Chapter Three from a book by Witness Lee titled, The God-Ordained Way to Practice the New Testament Economy in which he engages in a slanderous attack on …”today’s Catholic Church.” …[Lee says that] The Roman Church is infested with “Satan’s evil spirits” and “full of all kinds of evils. Evil persons, evil practices, and evil things are lodging there.” It is an “adulterous woman who added leaven (signifying evil, heretical, and pagan things).” It is “the Mother of the Prostitutes” and an “apostate church.” Again, it is “full of idolatry,” “against God’s economy,” and “saturated with demonic and satanic things.” If ever there were grounds for religious libel, this would be it.3

The subject matter to which Geisler and Rhodes so strongly object consists primarily of a few words and short phrases stripped from the context of Practice.4 They combined these selected phrases with their running editorial comments to present an extremely sensationalized, unbalanced, and inaccurate view of Witness Lee’s teaching. Furthermore, it is evident that their criticism is an exercise in hypocrisy in light of:

Not only have Geisler and Rhodes treated Witness Lee’s words unfairly by cobbling together a series of out-of-context fragments, but on the basic issue of criticism of the RCC, they have applied a blatant double standard.

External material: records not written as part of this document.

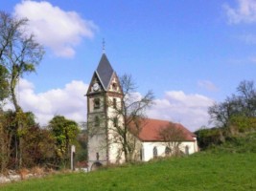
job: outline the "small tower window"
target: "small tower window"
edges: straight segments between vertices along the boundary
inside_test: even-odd
[[[156,146],[154,146],[153,149],[152,149],[152,156],[153,156],[153,158],[157,158],[157,148],[156,148]]]
[[[116,83],[112,83],[112,89],[115,90],[115,91],[117,90],[117,85],[116,85]]]
[[[166,156],[170,156],[170,154],[172,153],[172,150],[171,150],[171,148],[170,147],[165,147],[165,155]]]
[[[94,126],[95,127],[100,127],[100,118],[99,118],[99,117],[95,117]]]
[[[118,126],[118,118],[117,117],[114,117],[113,123],[114,123],[114,127]]]
[[[186,155],[189,155],[189,146],[188,145],[186,145],[186,147],[185,147],[185,153],[186,153]]]
[[[116,109],[116,98],[113,98],[113,108]]]
[[[100,106],[101,106],[101,99],[95,98],[94,99],[94,109],[100,109]]]

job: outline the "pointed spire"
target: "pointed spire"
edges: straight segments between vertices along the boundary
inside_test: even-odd
[[[106,90],[111,76],[114,73],[112,66],[110,65],[106,55],[103,53],[99,66],[96,70],[100,80],[102,81],[105,90]]]

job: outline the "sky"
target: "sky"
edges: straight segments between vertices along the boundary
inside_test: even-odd
[[[241,81],[256,81],[256,0],[0,0],[0,11],[27,17],[45,47],[17,86],[19,104],[42,126],[56,115],[86,121],[103,39],[116,73],[131,74],[137,94],[154,93],[148,117],[191,131],[210,126],[208,107]]]

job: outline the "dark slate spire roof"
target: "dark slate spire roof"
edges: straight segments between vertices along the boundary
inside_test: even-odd
[[[111,76],[114,73],[106,55],[103,53],[99,66],[96,70],[96,73],[103,83],[105,90],[107,89]]]

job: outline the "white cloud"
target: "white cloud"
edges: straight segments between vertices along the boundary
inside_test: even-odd
[[[92,21],[82,19],[76,11],[64,11],[47,1],[23,0],[15,6],[14,15],[27,17],[30,32],[58,56],[72,57],[74,47],[82,37],[92,38],[97,29]]]
[[[35,94],[34,85],[21,79],[17,97],[25,112],[33,112],[41,126],[47,125],[55,115],[64,116],[77,122],[86,121],[87,102],[84,96],[88,85],[82,81],[71,81],[62,89],[53,89]],[[141,94],[132,94],[142,97]],[[155,99],[154,105],[147,111],[149,117],[180,122],[191,131],[202,125],[208,125],[207,110],[214,101],[201,95],[186,95],[182,91],[165,93],[161,99]],[[6,109],[10,105],[6,106]]]
[[[200,80],[198,82],[198,85],[200,88],[206,89],[207,91],[210,91],[210,92],[218,91],[218,88],[214,85],[214,83],[208,80]]]
[[[42,126],[55,115],[82,122],[86,120],[87,102],[84,96],[88,85],[82,81],[71,81],[63,89],[53,89],[35,94],[34,85],[26,79],[20,79],[17,97],[24,111],[33,112]],[[11,108],[10,104],[6,106]]]
[[[239,39],[246,44],[256,44],[256,34],[244,34],[240,35]]]
[[[231,8],[223,5],[223,9],[230,24],[255,23],[256,22],[256,1],[255,0],[237,0],[238,8]]]
[[[148,111],[149,117],[179,122],[191,131],[208,125],[208,107],[214,101],[201,95],[186,95],[182,91],[166,92]]]

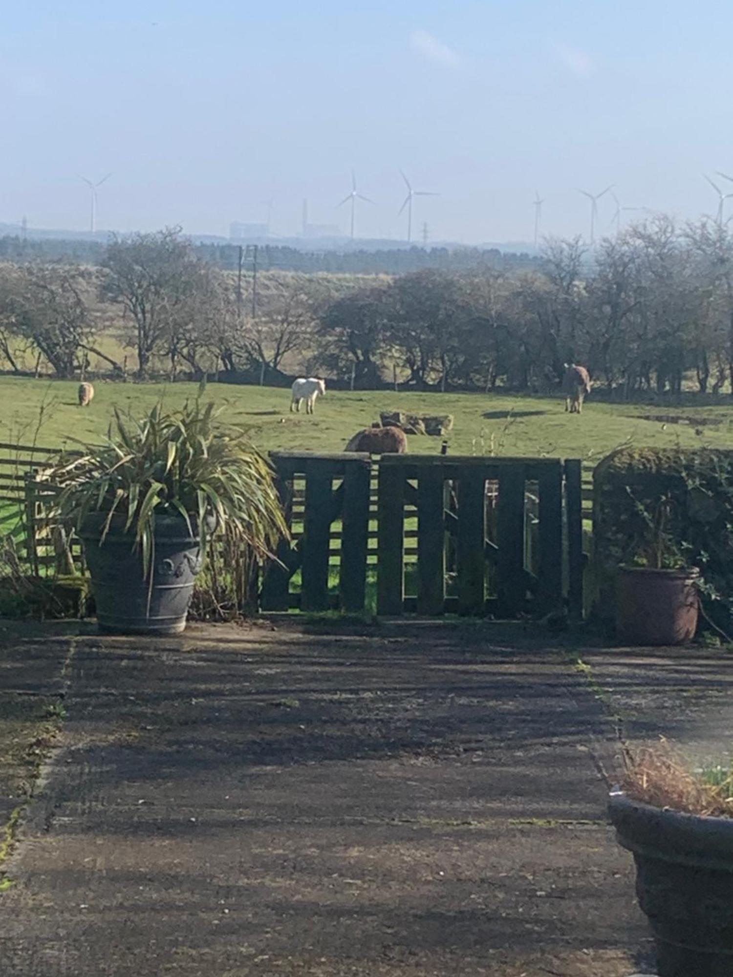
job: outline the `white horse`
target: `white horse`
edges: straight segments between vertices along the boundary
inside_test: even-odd
[[[311,376],[307,380],[299,376],[292,385],[292,400],[290,401],[290,411],[293,407],[300,410],[300,404],[306,402],[306,413],[313,413],[313,406],[319,394],[323,397],[325,394],[325,380],[319,380],[318,377]]]

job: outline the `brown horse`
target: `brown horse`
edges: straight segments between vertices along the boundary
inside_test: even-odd
[[[590,375],[584,366],[577,363],[565,363],[563,376],[563,393],[565,394],[565,409],[571,414],[580,414],[582,402],[590,393]]]
[[[346,446],[346,451],[366,451],[369,454],[405,454],[408,436],[402,428],[373,427],[358,431]]]

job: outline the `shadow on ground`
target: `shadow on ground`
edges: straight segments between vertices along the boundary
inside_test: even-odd
[[[591,758],[612,723],[557,642],[195,626],[80,638],[71,672],[4,974],[644,969]]]

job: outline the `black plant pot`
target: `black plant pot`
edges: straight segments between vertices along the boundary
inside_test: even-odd
[[[155,516],[152,580],[146,577],[133,534],[112,518],[100,545],[107,515],[90,514],[82,526],[101,631],[108,634],[179,634],[186,627],[194,580],[201,569],[200,540],[181,516]],[[152,586],[151,586],[151,582]]]
[[[636,897],[657,944],[659,977],[733,974],[733,820],[609,799],[633,854]]]

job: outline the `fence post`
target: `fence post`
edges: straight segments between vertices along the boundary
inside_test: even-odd
[[[345,462],[339,590],[341,608],[355,613],[366,597],[370,481],[368,461]]]
[[[417,472],[417,613],[440,615],[446,606],[446,518],[440,466]]]
[[[563,602],[563,467],[562,461],[542,466],[539,486],[539,565],[537,600],[541,614]]]
[[[515,617],[526,603],[524,578],[524,484],[521,462],[507,465],[498,476],[496,506],[496,590],[498,613]]]
[[[285,521],[288,529],[292,525],[292,497],[288,479],[285,477],[283,469],[278,465],[278,477],[276,488],[280,496],[282,510],[285,514]],[[293,473],[288,473],[290,480]],[[292,559],[292,548],[287,539],[280,539],[275,555],[280,563],[271,563],[263,576],[262,588],[260,590],[260,607],[263,611],[289,611],[290,610],[290,561]]]
[[[486,473],[466,469],[458,476],[456,539],[458,613],[481,614],[486,578]]]
[[[304,611],[328,610],[328,549],[331,528],[331,472],[306,462],[302,579]]]
[[[380,615],[400,615],[405,601],[405,474],[389,455],[379,462],[377,499],[376,609]]]
[[[582,618],[582,466],[580,459],[565,462],[565,506],[568,521],[568,610]]]

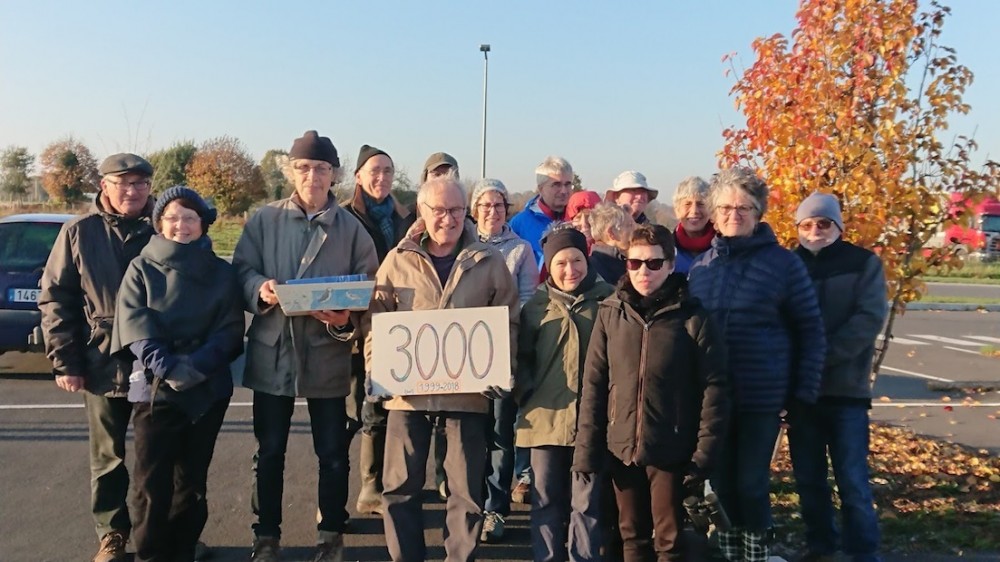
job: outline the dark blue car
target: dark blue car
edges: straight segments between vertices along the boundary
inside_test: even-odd
[[[75,215],[0,219],[0,354],[41,351],[39,282],[63,223]]]

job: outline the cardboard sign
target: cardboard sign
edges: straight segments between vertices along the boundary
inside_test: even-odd
[[[282,283],[275,285],[278,304],[285,316],[301,316],[313,310],[368,310],[375,281]]]
[[[510,389],[506,306],[372,316],[372,391],[412,396]]]

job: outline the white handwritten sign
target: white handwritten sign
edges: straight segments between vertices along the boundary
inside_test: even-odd
[[[411,396],[510,389],[506,306],[372,316],[372,391]]]

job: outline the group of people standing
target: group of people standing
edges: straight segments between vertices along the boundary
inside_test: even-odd
[[[257,442],[254,561],[281,557],[296,398],[307,403],[318,460],[317,562],[343,560],[358,431],[356,511],[382,516],[395,561],[426,558],[432,454],[448,560],[473,560],[481,542],[502,540],[518,493],[530,497],[535,560],[692,559],[682,502],[703,495],[706,481],[732,522],[717,533],[719,555],[766,560],[782,423],[809,559],[838,549],[878,559],[867,451],[884,274],[874,254],[842,238],[832,195],[803,201],[800,245],[789,251],[762,221],[767,186],[746,169],[684,180],[671,232],[650,224],[657,190],[641,173],[623,172],[604,196],[574,192],[572,167],[558,157],[537,167],[537,195],[513,217],[502,182],[476,181],[470,197],[446,153],[428,158],[415,209],[391,193],[392,158],[369,145],[343,206],[330,190],[344,170],[329,138],[295,139],[287,168],[294,193],[250,217],[231,264],[212,251],[215,210],[184,186],[154,199],[152,166],[133,154],[105,160],[94,209],[56,241],[39,306],[57,384],[84,392],[94,560],[124,559],[130,538],[136,560],[196,558],[233,392],[229,364],[244,347]],[[366,312],[286,316],[278,306],[278,284],[356,274],[375,280]],[[509,385],[373,391],[373,314],[484,306],[508,307]]]

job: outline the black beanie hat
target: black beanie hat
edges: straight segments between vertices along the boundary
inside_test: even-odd
[[[576,248],[584,257],[587,256],[587,237],[575,228],[554,230],[542,238],[542,253],[545,256],[545,269],[551,271],[549,265],[559,250]]]
[[[160,232],[160,219],[163,217],[163,211],[175,199],[184,199],[192,204],[194,211],[201,217],[202,230],[207,231],[208,226],[215,222],[218,217],[218,212],[209,207],[197,191],[184,185],[175,185],[161,193],[156,198],[156,204],[153,205],[153,227],[157,232]]]
[[[288,151],[289,158],[305,158],[307,160],[320,160],[329,162],[334,168],[340,167],[340,159],[337,158],[337,148],[329,137],[321,137],[316,131],[306,131],[301,137],[292,143],[292,149]]]
[[[364,166],[365,162],[367,162],[369,158],[378,156],[379,154],[388,158],[390,162],[392,161],[392,156],[389,156],[389,153],[381,148],[375,148],[374,146],[367,144],[361,145],[361,151],[358,152],[358,165],[354,168],[354,173],[357,173],[358,170],[361,169],[361,166]]]

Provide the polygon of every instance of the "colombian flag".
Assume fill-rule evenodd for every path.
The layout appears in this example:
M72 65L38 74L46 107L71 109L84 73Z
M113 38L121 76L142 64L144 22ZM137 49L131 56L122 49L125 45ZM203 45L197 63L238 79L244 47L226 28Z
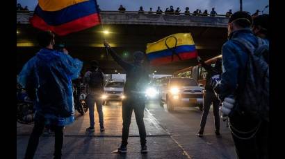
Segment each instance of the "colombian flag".
M65 35L99 24L95 0L38 0L31 24Z
M177 33L147 44L145 51L152 65L195 58L197 56L190 33Z

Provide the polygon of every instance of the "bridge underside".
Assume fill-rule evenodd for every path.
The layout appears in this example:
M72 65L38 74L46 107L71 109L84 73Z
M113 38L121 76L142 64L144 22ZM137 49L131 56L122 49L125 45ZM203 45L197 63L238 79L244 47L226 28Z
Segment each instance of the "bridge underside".
M107 60L106 50L103 47L105 36L111 46L127 61L132 60L134 50L145 51L146 44L156 41L174 33L190 32L197 48L199 55L204 59L220 54L222 44L227 40L227 28L202 26L173 26L151 25L104 25L104 29L111 33L106 36L101 32L101 26L95 26L79 32L57 37L56 41L64 41L72 56L84 62L85 70L88 62L97 59L105 73L123 73L124 71L113 59ZM36 35L39 32L29 24L17 24L17 71L23 64L39 50L36 43ZM174 64L151 67L156 74L172 74L179 69L197 64L196 60L187 60Z

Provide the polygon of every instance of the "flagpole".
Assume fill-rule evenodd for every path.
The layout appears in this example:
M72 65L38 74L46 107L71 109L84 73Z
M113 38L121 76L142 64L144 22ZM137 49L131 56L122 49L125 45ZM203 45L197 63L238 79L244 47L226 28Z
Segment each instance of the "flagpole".
M97 1L95 1L95 2L96 2L96 9L97 9L97 11L99 11L99 13L100 13L101 10L99 9ZM101 28L102 29L102 32L104 32L103 23L102 23L102 20L101 19L100 14L99 14L99 20L100 20ZM103 34L104 34L104 32L103 32ZM104 41L106 41L105 35L103 36L103 39L104 39ZM109 61L109 53L108 53L108 48L106 48L106 47L105 47L105 48L106 48L106 53L107 53L107 59L108 59L108 61Z

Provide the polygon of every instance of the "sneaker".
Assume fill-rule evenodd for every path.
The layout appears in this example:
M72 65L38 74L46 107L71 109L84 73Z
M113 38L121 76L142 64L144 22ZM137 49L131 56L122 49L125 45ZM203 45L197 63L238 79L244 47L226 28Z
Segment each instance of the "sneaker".
M95 129L94 129L94 127L88 127L86 129L86 131L94 132L95 131Z
M117 151L122 153L127 153L127 146L121 145L119 148L117 148Z
M145 153L145 152L147 152L147 145L144 145L144 146L142 146L142 150L141 150L141 151L142 151L142 153Z
M203 136L203 133L200 133L200 132L197 132L196 133L196 135L199 136L199 137L202 137Z
M104 127L100 127L100 131L102 132L102 131L105 131L105 129L104 128Z
M220 131L215 131L215 135L216 135L216 136L218 136L218 137L220 137Z

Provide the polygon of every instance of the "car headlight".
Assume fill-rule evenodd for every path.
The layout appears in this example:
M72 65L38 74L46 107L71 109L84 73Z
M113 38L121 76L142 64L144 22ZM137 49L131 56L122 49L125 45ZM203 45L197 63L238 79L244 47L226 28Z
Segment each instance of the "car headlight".
M179 89L177 87L171 88L170 93L172 94L177 95L179 93Z
M155 88L150 87L147 89L147 91L145 91L145 94L149 97L154 97L156 96L158 92Z
M101 97L101 98L102 98L103 100L105 100L106 98L107 98L107 95L102 95L102 96Z

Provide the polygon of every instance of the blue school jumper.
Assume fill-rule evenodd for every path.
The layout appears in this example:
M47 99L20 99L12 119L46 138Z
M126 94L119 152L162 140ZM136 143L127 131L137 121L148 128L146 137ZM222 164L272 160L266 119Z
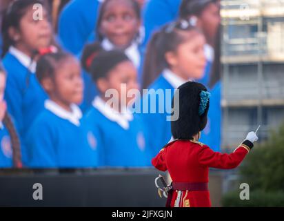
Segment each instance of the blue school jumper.
M206 144L214 151L220 151L221 141L221 82L217 82L211 90L210 105L208 111L208 122L201 133L201 142Z
M155 91L159 90L165 95L163 99L158 99L158 96L156 96L156 101L153 101L150 99L152 93L149 91L148 94L143 96L143 103L141 104L141 115L149 132L150 146L152 149L152 156L154 157L163 146L168 144L172 137L171 123L170 121L167 121L167 117L170 117L171 102L174 95L175 88L163 75L160 75L158 79L149 87L149 89L154 89ZM166 90L168 90L167 93ZM170 95L169 97L165 96L167 93ZM154 111L153 111L154 113L151 113L150 108L146 108L146 111L143 113L143 106L147 103L148 107L155 106ZM159 108L161 110L160 111L159 110ZM140 115L141 114L138 115Z
M95 39L99 0L73 0L62 10L59 21L59 37L65 49L78 55L88 42Z
M25 164L25 136L35 117L43 109L44 101L48 96L36 75L31 73L11 53L6 54L3 64L8 76L5 99L8 111L17 126L21 144L22 161Z
M12 143L7 128L0 122L0 168L13 166Z
M99 90L96 84L92 79L91 74L85 70L82 70L83 80L84 82L83 99L80 105L80 108L83 113L86 112L92 107L92 102L94 97L99 95Z
M179 9L181 0L150 0L145 6L143 15L145 25L143 47L153 32L167 23L176 20L179 17Z
M82 124L45 109L27 136L28 166L32 168L85 168L97 166L97 136Z
M99 97L95 98L96 100L104 104ZM83 122L88 123L91 130L99 131L101 142L100 165L111 167L150 166L151 158L141 119L132 115L132 120L123 121L125 124L118 123L112 118L115 117L112 114L112 110L108 108L104 108L103 104L101 104L99 108L94 105L83 118Z

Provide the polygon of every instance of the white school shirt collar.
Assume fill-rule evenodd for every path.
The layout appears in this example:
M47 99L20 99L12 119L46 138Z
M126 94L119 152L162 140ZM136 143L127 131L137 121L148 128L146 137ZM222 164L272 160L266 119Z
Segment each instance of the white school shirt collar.
M115 48L115 46L112 42L108 39L104 39L101 41L101 46L105 50L110 50ZM138 44L133 42L128 48L127 48L124 52L129 57L129 59L132 61L134 66L138 68L140 66L141 57L140 52L138 48Z
M127 109L123 113L112 108L101 97L97 96L92 102L92 106L99 110L108 119L116 122L123 129L129 128L129 122L133 119L133 115Z
M67 119L77 126L80 126L80 119L82 118L82 112L76 104L71 104L72 112L67 111L52 100L48 99L44 106L60 118Z
M181 85L192 79L189 79L187 81L174 74L170 69L165 69L163 72L163 77L169 82L174 89L179 88Z
M30 70L32 73L34 73L37 67L37 63L33 61L32 62L32 59L30 57L27 55L23 53L21 50L17 49L14 46L10 46L9 48L9 52L14 55L20 63Z
M206 60L210 62L214 61L214 48L212 46L206 44L204 46L204 53L205 54Z

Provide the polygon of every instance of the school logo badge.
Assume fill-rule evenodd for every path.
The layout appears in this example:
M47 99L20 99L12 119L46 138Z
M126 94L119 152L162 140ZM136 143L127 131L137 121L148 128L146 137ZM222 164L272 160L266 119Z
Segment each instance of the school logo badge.
M12 158L12 144L10 137L8 136L4 136L1 141L1 148L2 149L3 154L7 158Z
M97 139L94 137L94 134L92 132L88 133L88 142L89 143L90 146L93 149L97 149Z
M142 151L145 151L145 137L144 137L144 135L143 134L142 132L139 132L137 134L137 144L138 146L139 147L139 149Z

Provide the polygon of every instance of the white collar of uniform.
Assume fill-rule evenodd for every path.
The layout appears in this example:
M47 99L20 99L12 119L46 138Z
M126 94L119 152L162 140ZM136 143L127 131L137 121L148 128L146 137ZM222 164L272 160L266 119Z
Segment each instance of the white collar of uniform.
M129 122L133 119L133 115L128 109L123 111L123 113L119 113L112 108L99 96L94 98L92 105L108 119L116 122L125 130L129 128Z
M70 108L72 112L67 111L57 103L50 99L45 102L44 106L57 116L67 119L77 126L80 126L80 119L82 117L82 112L76 104L71 104Z
M30 57L14 46L10 46L9 48L9 52L11 55L14 55L22 65L29 69L32 73L35 73L37 63L34 61L32 62L32 59Z
M192 81L192 79L189 79L187 81L185 80L181 77L176 75L170 69L165 69L163 72L163 76L175 89L179 88L181 85L189 81Z
M212 46L206 44L204 46L204 52L205 54L206 60L212 62L214 60L214 48Z
M101 46L105 50L110 50L115 48L114 44L106 38L101 41ZM133 41L132 44L124 50L124 52L132 61L135 67L138 68L140 66L141 62L140 52L138 48L138 44Z

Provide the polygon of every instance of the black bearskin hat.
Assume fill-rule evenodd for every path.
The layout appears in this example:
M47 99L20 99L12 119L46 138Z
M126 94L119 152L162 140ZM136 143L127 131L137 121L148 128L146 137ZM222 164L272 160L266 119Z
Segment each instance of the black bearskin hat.
M172 101L171 126L174 139L192 140L204 129L207 121L210 95L206 88L197 82L189 81L178 88Z

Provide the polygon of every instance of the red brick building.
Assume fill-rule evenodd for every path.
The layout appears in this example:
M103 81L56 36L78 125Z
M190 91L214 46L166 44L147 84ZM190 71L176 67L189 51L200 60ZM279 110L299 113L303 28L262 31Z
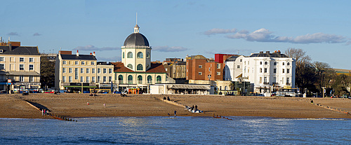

The Historic Protestant Position on Roman Catholicism

Witness Lee’s criticism of the RCC is often much less harsh than the criticism of Protestant teachers from the Reformation until the present time.5 One of the earliest writings of Martin Luther after he took a stand against the RCC was the treatise “The Babylonian Captivity of the Church.” The title alone equates the RCC with Babylon, an idea that Geisler and Rhodes apparently reject as harsh, regrettable, and slanderous. In this treatise, Luther says:

But after hearing and reading the super-subtle subtleties of these coxcombs, with which they so adroitly prop up their idol (for my mind is not altogether unteachable in these matters), I now know for certain that the papacy is the kingdom of Babylon and the power of Nimrod…6

Luther purposely used “coxcombs” as a derogatory term to portray his opponents as those who pretended to rank and authority. The “idol” Luther referred to was the Pope himself. Here, and in many other places, Luther’s criticism of the RCC was much stronger than Witness Lee’s. Luther said that if the Antichrist himself were pope, he could add nothing to Rome’s wickedness, stated that the RCC was “a licentious den of thieves … the most shameful of all brothels” and surmised that the RCC deserved to have Satan as its pope.7 Luther was not alone in speaking so strongly. Luther was joined by John Calvin, John Knox, and John Wesley.8 Yet Geisler and Rhodes have not attacked these teachers as slanderous and libelous. In fact, Rhodes uses Luther and his criticism of the RCC as a positive example to rouse today’s believers to stand up for the truth of the gospel:

As Christians, we are called to contend for the faith by “telling it like it is.” Look at it this way: Would we have had a Reformation if Martin Luther hadn’t told it like it was to the Roman Catholic church? No, we wouldn’t. Luther saw a deviation from “the faith” and he accordingly contended for the faith. We must follow Luther’s example.9

If Geisler and Rhodes truly object to the statements they listed and portrayed as slanderous, they have no choice but to similarly condemn Luther, other Reformers, and the many Christian teachers who came after them who were also highly critical of the RCC.10 Rather than condemnation, Rhodes offers praise for Luther’s stand against the RCC, however “harsh and regrettable” his language may have been.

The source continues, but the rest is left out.